Self-Supervised Learning of Color Constancy
Markus R. Ernst, Francisco M. López, Arthur Aubret, Roland W. Fleming, Jochen Triesch
TL;DR
This work investigates how color constancy (CC) could develop via self-supervised learning that exploits temporal illumination changes. It introduces the Color Constancy Cubes (C3R) dataset and a time-contrastive learning framework (SimCLR-TT) to learn illumination-invariant representations, formalized by a contrastive loss $\mathcal{L}$ with $\tau=1$. After training, a linear probe on frozen features demonstrates CC by accurately predicting object color under varying lighting, outperforming a color-jitter baseline and revealing emergent color-based clustering in the learned latent space.
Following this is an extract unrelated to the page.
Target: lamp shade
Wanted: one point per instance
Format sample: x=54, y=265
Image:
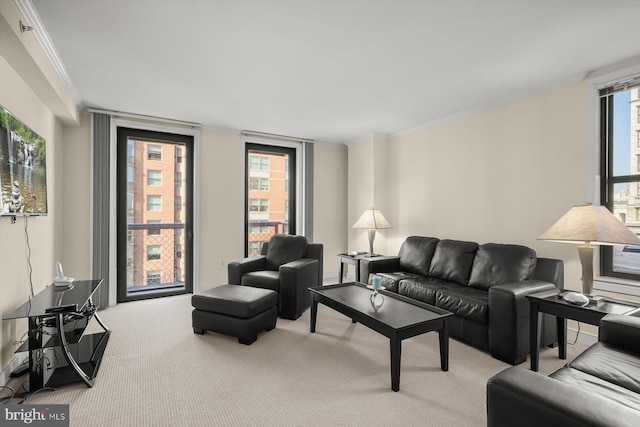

The study suggests a plausible developmental mechanism for CC, highlights the role of temporal structure and context (e.g., ground plane), and discusses limitations and avenues for extending to more realistic scenes and joint encodings of color, shape, and viewpoint.
Abstract
Color constancy (CC) describes the ability of the visual system to perceive an object as having a relatively constant color despite changes in lighting conditions. While CC and its limitations have been carefully characterized in humans, it is still unclear how the visual system acquires this ability during development. Here, we present a first study showing that CC develops in a neural network trained in a self-supervised manner through an invariance learning objective. During learning, objects are presented under changing illuminations, while the network aims to map subsequent views of the same object onto close-by latent representations. This gives rise to representations that are largely invariant to the illumination conditions, offering a plausible example of how CC could emerge during human cognitive development via a form of self-supervised learning.